When I think of iconic photographs, I think of Alberto Kordas’ Chez portrait, Bill Eppridge’ RFK assassination picture, and your boxing photograph of Jean Michel and Andy. What is an iconic photograph and how does a photo reach that stature?
Well, it’s an interesting thing. It’s presumptuous of me to say this, but it’s probably every photographer’s dream to create an iconic image. Or maybe it’s not. In my case, I assumed that was the dream: to study them and to understand them in my fiber in terms of what makes an iconic photograph. I naïvely thought one could have control over that. I was probably already creating what have become iconic photographs before I reached 1985 and made that portrait. Nonetheless, I was really fascinated with the whole idea of iconic images. Jean Michel asked me if I wanted to join him on a trip to Paris. He said I’m going to Paris tomorrow, do you want to come with me? I said sure. Off we went and we arrived on Bastille Day. A very close friend of mine, who I literally called the day before I left, a very close Parisian friend, said of course I could always stay: so I went to visit. I expressed this interest in meeting Robert Doisneau, who made the photo of the couple kissing in the streets of Paris. I was drawn to him. As much as I’d seen other iconic images, this one somehow resonated deeper with me than any of the others. She knew a friend who could introduce me to him. He was extremely gracious, and I asked him a lot about the making of that picture. Doisneau said that he recreated a moment that he saw, asked the couple to do it again for him and made many exposures. That was a big piece of the puzzle in the sense that, it broke open a lot about what I thought street photography was: if you saw it, it was okay to try to recreate it as best as you could. For so long, I had struggled with actually achieving it in the real moment; it took a lot of pressure off of me, though I still never felt comfortable relying on that. I kept my discipline up to the standard of how I approached it before, of trying to get the moment IN the moment; to really capture something in the moment; not that I’d seen something and then tried to recreate it. Doisneau and all the others, it was fine for, but for myself I really wanted pure truth, which I defined as being authentic. I kept really forcing the stripping of the second down to the precise action. It was all about letting go of a sort of attempt to nail the response time of the perfect moment within the moment, of letting the picture be made of something much stronger.

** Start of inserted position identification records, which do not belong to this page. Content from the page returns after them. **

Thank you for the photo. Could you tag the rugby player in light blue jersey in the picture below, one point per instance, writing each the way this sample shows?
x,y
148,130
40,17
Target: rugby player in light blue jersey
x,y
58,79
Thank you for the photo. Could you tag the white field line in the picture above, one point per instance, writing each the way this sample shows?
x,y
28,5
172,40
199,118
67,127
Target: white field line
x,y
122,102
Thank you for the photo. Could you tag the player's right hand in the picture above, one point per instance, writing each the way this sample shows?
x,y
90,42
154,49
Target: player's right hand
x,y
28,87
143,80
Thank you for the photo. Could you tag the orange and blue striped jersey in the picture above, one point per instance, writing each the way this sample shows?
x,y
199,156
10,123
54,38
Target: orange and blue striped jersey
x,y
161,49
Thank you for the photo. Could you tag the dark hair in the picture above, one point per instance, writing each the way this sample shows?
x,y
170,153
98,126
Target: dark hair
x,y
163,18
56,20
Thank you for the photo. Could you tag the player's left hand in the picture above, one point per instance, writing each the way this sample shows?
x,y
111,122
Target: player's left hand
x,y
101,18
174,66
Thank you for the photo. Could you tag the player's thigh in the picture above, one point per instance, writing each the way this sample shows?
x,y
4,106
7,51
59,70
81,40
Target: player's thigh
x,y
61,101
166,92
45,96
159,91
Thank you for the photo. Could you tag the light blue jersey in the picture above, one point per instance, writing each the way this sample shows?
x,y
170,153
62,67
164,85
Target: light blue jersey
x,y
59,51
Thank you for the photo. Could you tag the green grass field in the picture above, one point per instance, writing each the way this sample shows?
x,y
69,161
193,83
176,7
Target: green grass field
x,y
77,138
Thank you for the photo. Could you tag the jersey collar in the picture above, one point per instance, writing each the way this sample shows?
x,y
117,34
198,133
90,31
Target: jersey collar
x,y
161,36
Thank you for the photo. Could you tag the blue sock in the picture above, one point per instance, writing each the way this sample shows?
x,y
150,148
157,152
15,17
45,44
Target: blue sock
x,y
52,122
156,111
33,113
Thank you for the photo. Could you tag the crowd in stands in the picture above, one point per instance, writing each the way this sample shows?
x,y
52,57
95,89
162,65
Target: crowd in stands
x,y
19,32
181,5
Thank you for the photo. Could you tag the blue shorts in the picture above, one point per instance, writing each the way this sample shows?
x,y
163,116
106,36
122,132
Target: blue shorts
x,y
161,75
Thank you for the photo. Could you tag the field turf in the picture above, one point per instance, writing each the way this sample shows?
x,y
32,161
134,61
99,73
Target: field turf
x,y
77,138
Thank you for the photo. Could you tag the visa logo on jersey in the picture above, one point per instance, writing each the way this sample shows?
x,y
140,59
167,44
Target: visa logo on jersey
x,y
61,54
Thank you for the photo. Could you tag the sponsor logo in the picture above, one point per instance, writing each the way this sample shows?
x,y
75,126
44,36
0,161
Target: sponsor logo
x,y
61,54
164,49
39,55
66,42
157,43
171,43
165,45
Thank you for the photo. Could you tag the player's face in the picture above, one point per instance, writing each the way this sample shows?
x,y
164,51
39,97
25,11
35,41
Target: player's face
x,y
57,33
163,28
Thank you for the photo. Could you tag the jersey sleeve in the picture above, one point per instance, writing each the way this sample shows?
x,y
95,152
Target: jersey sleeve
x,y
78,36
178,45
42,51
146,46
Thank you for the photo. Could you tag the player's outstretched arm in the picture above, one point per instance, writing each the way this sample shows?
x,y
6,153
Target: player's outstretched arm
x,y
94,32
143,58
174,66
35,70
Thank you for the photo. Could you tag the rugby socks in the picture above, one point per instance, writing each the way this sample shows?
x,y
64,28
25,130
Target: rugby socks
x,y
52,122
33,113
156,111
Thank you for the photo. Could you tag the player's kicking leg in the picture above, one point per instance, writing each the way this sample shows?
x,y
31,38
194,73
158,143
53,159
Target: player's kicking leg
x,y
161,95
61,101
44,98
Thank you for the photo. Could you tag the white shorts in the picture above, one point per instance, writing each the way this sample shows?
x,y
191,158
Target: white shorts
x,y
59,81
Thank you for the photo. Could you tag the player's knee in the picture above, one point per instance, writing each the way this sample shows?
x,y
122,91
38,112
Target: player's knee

I’m not so sure of the difference between instinct and intuition; intuition alerts you to something happening and instinct meets it right on the moment that you want it, it’s plugged into your intellect and, right in that moment that you know something is happening, you let go: it’s beyond your control. When Robert talked about making that photograph, he talked about what other people had described similarly; he didn’t really have control of that moment: something made his finger press the button. It was probably the power of the moment. You really have to surrender yourself to that idea; that’s the tricky part. It takes an audience to create an iconic image. I didn’t create that image; it took on a life of its own on when people decided it represented something to them. I think I secretly liked that photograph a lot but I didn’t want it to define me. I wrestled with the idea that I didn’t think of it as my best work, but I learned to accept the fact that it is a true example of the things I’ve worked really hard to achieve.
Can you describe how you felt when Mick Jigger asked you to continue work as a tour photographer?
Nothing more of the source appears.